- Michelle Grattan
- The Age, July 5, 2008
- http://www.theage.com.au/national/one-input-wields-an-unyielding-message-20080704-31xn.html
ROSS Garnaut has delivered a very inconvenient truth about the emissions regime. He's told the politicians they'd be cheating to avoid the political pain of still higher petrol prices by cutting excise.
Blowing the whistle on the "fix" proposed by the Opposition and being considered by the Government, Garnaut has stated the obvious. Dealing with climate change is about changing behaviour. Why have petrol in the scheme if you don't send the price signal telling people they should use less of it?
Garnaut has put up a pure model. Don't delay in starting the scheme; begin in 2010 and, if possible, without phasing. Don't exclude sectors (except agriculture, for now). Direct compensation strictly according to need and means. Let the market signals do their job.

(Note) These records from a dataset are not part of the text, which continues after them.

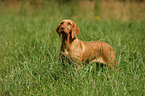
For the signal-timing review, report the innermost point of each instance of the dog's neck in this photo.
(67, 40)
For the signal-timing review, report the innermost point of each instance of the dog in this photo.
(83, 51)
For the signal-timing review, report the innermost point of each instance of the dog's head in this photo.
(68, 27)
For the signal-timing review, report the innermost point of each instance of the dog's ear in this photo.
(75, 30)
(57, 29)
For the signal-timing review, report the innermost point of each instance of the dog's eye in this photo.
(61, 22)
(69, 23)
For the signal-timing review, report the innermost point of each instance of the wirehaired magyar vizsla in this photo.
(83, 51)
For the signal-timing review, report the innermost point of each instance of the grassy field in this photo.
(30, 65)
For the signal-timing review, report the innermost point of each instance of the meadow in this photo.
(30, 48)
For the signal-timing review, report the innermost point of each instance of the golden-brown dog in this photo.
(83, 51)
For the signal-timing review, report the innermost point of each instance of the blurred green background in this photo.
(30, 47)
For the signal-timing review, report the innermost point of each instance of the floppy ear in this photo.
(57, 30)
(75, 30)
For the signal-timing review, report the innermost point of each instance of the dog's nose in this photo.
(62, 27)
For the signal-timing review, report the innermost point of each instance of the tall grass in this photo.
(30, 47)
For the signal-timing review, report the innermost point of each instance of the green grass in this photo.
(30, 65)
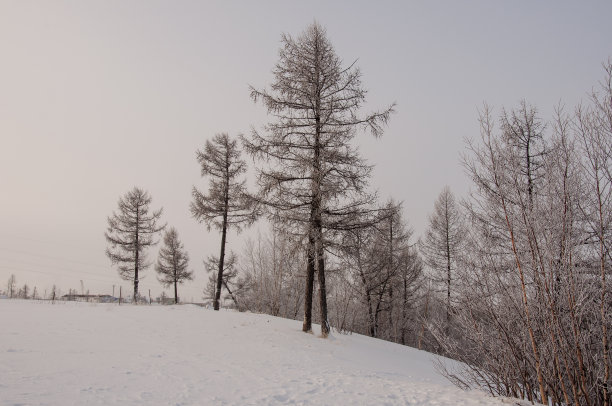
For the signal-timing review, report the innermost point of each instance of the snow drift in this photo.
(102, 354)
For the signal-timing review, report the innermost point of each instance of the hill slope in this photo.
(97, 354)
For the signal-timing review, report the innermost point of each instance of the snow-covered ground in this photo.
(104, 354)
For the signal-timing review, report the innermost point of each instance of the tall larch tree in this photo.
(172, 262)
(227, 204)
(131, 230)
(312, 177)
(442, 243)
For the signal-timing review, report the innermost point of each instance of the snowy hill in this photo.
(104, 354)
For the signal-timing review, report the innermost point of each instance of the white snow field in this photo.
(71, 353)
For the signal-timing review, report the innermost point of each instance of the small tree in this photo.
(24, 292)
(54, 293)
(442, 242)
(10, 286)
(226, 205)
(230, 272)
(172, 262)
(130, 232)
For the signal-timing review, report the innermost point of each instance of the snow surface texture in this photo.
(104, 354)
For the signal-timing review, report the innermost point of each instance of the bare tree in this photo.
(523, 131)
(11, 285)
(130, 232)
(442, 243)
(172, 262)
(226, 205)
(229, 279)
(314, 177)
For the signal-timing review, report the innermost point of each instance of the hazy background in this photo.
(99, 96)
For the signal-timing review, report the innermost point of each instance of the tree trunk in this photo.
(223, 233)
(307, 326)
(221, 261)
(322, 291)
(136, 256)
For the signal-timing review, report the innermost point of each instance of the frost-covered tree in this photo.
(523, 131)
(131, 230)
(442, 243)
(11, 285)
(229, 280)
(226, 205)
(172, 262)
(312, 177)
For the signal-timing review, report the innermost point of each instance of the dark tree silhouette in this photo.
(172, 262)
(130, 232)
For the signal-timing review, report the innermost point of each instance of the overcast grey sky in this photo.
(99, 96)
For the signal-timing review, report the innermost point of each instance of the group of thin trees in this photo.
(531, 316)
(132, 229)
(513, 280)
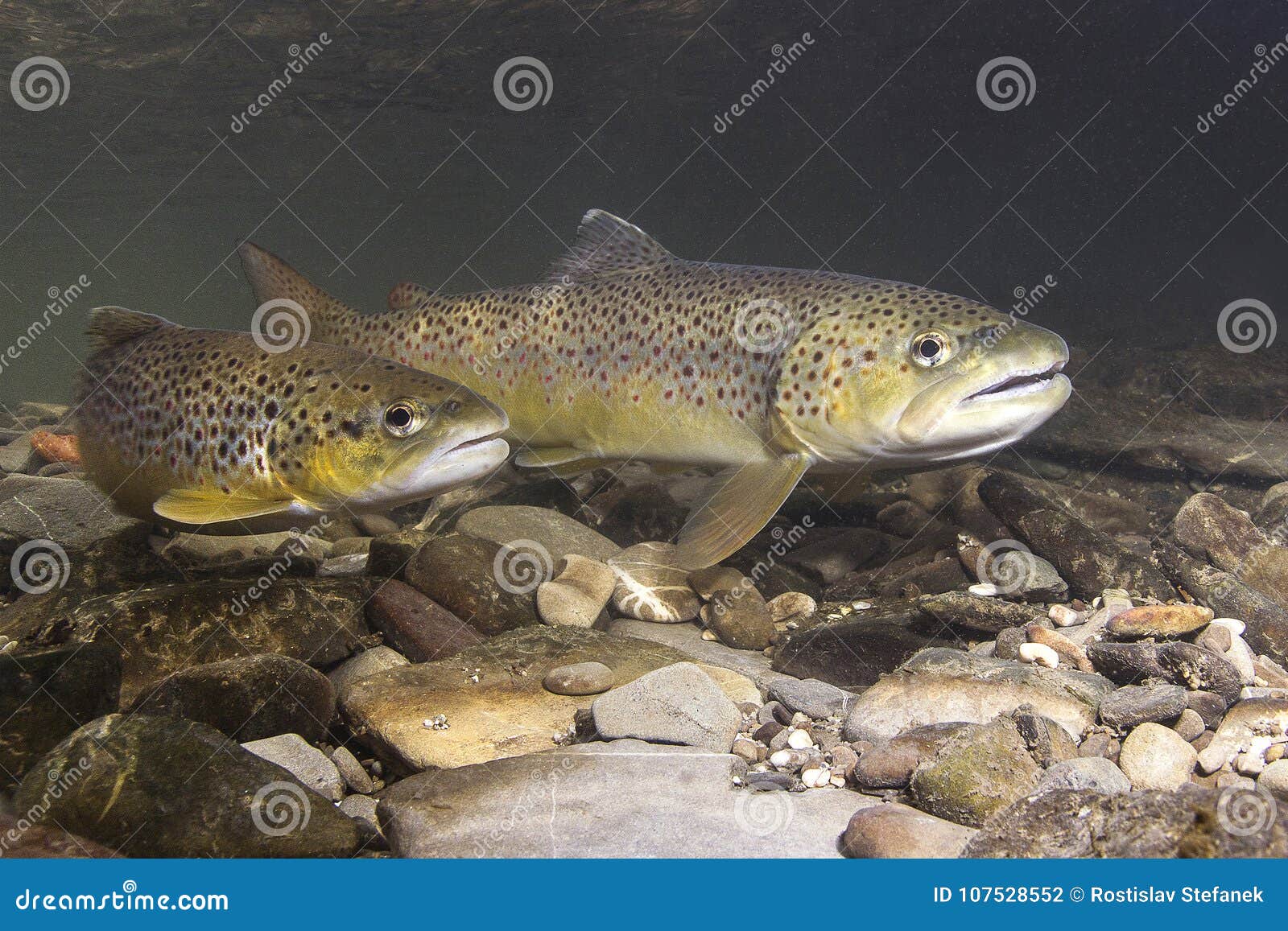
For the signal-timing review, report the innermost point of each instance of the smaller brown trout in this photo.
(629, 352)
(204, 426)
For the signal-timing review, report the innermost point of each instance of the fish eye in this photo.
(929, 348)
(401, 418)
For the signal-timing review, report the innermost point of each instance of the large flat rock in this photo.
(620, 798)
(506, 712)
(940, 686)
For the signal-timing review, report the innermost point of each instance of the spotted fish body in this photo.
(206, 426)
(628, 352)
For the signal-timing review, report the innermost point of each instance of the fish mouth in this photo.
(1017, 385)
(419, 476)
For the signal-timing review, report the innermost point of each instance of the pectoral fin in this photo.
(744, 502)
(200, 506)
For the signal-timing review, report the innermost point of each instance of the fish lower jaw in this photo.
(459, 465)
(1018, 385)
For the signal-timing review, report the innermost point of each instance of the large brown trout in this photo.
(204, 426)
(630, 353)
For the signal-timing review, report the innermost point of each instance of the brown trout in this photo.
(628, 352)
(204, 426)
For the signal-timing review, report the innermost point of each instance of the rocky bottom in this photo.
(1037, 658)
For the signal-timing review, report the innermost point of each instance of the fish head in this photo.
(918, 379)
(383, 435)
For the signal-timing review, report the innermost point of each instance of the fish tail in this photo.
(272, 280)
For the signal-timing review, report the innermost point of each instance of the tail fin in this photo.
(270, 278)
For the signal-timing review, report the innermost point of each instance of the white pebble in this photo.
(781, 759)
(1063, 616)
(1040, 654)
(1234, 624)
(815, 778)
(800, 739)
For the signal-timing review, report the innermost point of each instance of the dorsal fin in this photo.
(272, 278)
(409, 296)
(607, 245)
(111, 326)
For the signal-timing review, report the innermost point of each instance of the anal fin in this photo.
(200, 506)
(745, 500)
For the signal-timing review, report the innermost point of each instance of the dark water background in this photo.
(390, 156)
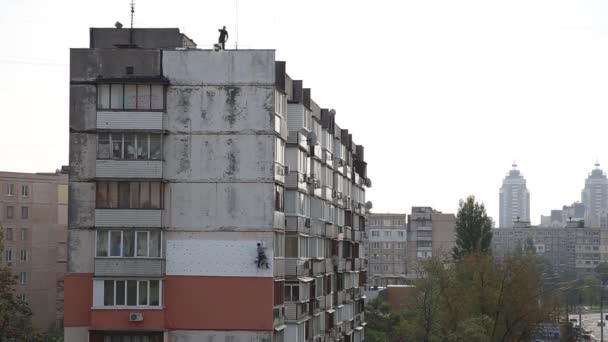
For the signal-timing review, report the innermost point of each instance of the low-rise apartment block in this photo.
(33, 216)
(386, 252)
(210, 198)
(574, 248)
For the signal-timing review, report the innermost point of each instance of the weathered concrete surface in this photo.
(83, 111)
(220, 206)
(219, 336)
(81, 211)
(220, 67)
(107, 38)
(212, 109)
(81, 244)
(83, 153)
(90, 64)
(219, 158)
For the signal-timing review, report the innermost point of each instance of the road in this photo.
(590, 324)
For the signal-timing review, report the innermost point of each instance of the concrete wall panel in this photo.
(243, 109)
(81, 211)
(83, 152)
(90, 64)
(81, 246)
(220, 157)
(228, 206)
(220, 67)
(211, 254)
(220, 336)
(83, 103)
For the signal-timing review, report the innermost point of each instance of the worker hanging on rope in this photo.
(223, 37)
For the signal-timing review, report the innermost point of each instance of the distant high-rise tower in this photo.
(514, 199)
(595, 196)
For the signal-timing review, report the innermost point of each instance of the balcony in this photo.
(129, 267)
(151, 218)
(148, 169)
(124, 120)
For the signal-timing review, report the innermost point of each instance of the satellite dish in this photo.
(311, 138)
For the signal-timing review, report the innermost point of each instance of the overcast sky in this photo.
(443, 94)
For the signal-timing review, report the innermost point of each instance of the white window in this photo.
(129, 146)
(25, 190)
(279, 153)
(128, 292)
(137, 97)
(129, 243)
(23, 255)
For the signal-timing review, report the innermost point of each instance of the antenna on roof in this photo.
(131, 31)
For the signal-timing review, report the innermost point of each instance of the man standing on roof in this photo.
(223, 37)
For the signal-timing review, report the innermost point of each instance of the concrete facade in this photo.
(176, 244)
(429, 233)
(574, 248)
(33, 215)
(514, 199)
(386, 249)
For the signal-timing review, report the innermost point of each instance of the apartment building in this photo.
(33, 216)
(574, 248)
(210, 198)
(429, 233)
(385, 245)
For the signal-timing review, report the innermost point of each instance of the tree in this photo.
(473, 229)
(15, 315)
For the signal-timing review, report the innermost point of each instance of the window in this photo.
(129, 243)
(279, 153)
(9, 189)
(279, 198)
(25, 191)
(23, 234)
(129, 146)
(279, 293)
(22, 297)
(131, 292)
(23, 278)
(292, 292)
(129, 195)
(130, 97)
(23, 255)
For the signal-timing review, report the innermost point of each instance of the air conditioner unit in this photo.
(136, 317)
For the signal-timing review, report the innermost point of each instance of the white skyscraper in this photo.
(595, 196)
(514, 199)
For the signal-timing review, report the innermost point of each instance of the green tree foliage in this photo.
(473, 229)
(474, 299)
(15, 315)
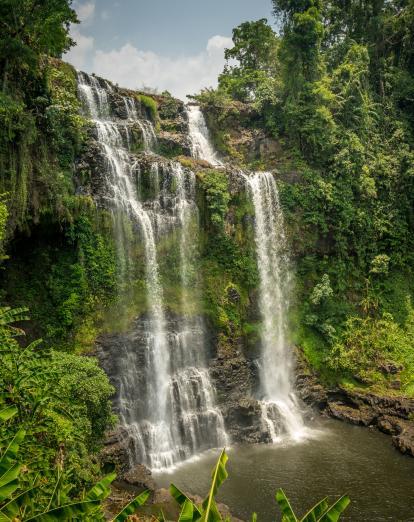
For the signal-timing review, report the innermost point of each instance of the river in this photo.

Despite the inquiry being commissioned by Kevin Rudd with support from the Labor premiers largely as a political exercise, Garnaut is strongly independent. "I'm just one input into the Prime Minister's thinking and he's just one input into mine." Ouch. The Government had distanced itself from Garnaut, saying his is only one "input".
The draft report is testing for Rudd, effectively setting benchmarks against which to judge the coming green paper. On some issues - almost certainly including petrol - the Government won't want to be as pure as Garnaut. Nelson believes it is better to be populist (and, he hopes, more popular) than pure. He's sticking with his offset proposition, saying the Coalition will protect motorists.
Garnaut says all revenue from permit sales should be returned to households or business. Household help should be concentrated "on the bottom half of the income distribution" to overcome the scheme's regressive effects. The intersection between winning and losing families could be political dynamite.
In 12 months, climate change has turned from electoral gold for Rudd into what Garnaut dubs "a diabolical policy problem". Voters saw combatting global warming as
a romantic cause. Confronted with the costs to them personally, inevitably that cause won't seem so attractive. The community's most vulnerable will be worried, regardless of compensation; higher income earners will feel short-changed. Big business has bluntly declared it will pass on the costs.
Selling emissions trading will be an enormous challenge for Rudd as he tries to contain the losers and cope with the detail, as well as keep alive the cause, so people think saving the planet, or at least the Murray Darling, is worth some personal pain.